Uomini scappati via, uomini lasciati fuori dalla porta a marcire, uomini da due lire.
E' un lento scorrere, se soffi via la polvere.
Per questo resti da sola, ma lo sai che prima o poi ci cascherai ancora, come un'idiota ti innamorerai di un altro idiota ancora 
Lo sai, lo rifarai. Sarà la primavera, sarà che gli idioti sbociano, come fiori sugli alberi.
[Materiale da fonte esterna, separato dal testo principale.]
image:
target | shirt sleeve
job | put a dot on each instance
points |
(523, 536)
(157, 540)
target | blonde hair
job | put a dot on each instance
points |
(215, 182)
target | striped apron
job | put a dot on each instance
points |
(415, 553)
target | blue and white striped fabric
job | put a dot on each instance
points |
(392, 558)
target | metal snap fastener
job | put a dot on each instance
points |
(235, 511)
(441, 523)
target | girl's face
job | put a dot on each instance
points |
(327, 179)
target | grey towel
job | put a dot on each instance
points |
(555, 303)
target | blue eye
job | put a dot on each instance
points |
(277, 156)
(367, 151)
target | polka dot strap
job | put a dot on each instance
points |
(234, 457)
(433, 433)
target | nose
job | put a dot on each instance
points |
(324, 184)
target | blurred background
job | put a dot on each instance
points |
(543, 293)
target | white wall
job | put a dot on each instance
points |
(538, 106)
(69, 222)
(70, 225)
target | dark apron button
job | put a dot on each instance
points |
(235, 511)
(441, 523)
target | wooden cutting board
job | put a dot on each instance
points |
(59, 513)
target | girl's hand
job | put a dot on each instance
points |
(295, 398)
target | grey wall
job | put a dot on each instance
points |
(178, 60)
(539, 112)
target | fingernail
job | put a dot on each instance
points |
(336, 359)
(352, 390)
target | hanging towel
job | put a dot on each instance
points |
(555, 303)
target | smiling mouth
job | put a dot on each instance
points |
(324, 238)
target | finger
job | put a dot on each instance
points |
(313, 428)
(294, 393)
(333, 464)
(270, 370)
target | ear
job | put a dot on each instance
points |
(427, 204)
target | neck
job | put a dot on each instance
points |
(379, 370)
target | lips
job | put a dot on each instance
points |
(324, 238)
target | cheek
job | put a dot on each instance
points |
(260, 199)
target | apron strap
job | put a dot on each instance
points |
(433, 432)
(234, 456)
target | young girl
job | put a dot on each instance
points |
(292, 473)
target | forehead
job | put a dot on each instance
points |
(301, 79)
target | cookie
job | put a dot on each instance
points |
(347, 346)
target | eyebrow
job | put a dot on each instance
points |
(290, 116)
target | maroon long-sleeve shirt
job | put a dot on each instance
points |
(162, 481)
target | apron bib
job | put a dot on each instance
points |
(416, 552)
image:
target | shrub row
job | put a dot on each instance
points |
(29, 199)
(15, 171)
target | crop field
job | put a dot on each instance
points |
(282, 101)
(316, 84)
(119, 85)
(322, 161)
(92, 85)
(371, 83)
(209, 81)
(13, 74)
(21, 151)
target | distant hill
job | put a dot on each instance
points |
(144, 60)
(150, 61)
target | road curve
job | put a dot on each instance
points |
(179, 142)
E balli da sola, con mille occhi su di te e lasci senza parola ogni idiota che ti vede sorridere.
Ma quando scende la sera, lo sai, lo sai, lo sai che quel sorriso non dura. 
"Love will tear us apart again".


Questa più che una canzone, è un mantra.
Per due minuti e mezzo ho sopportato il fastidio di guidare con gli occhi lucidi e il cuore un po' pesante.
E ho pensato, di nuovo, perché non mi fermo mai, ho pensato che questa è una giostra.
Una giostra infima, sudicia, probabilmente anche un po' malandata.
Ma ormai ci sono e la devo mandare avanti. Che senso avrebbe, altrimenti, restare dove sono?
Soprattutto perché dove sono non c'è niente di buono. Non più.
E così resto da sola, ma lo so, lo so, che prima o poi ci cascherò ancora e come un'idiota mi innamorerò di un altro idiota ancora. Lo so, lo rifarò. 

Sarà che gli idioti sbocciano come fiori sugli alberi.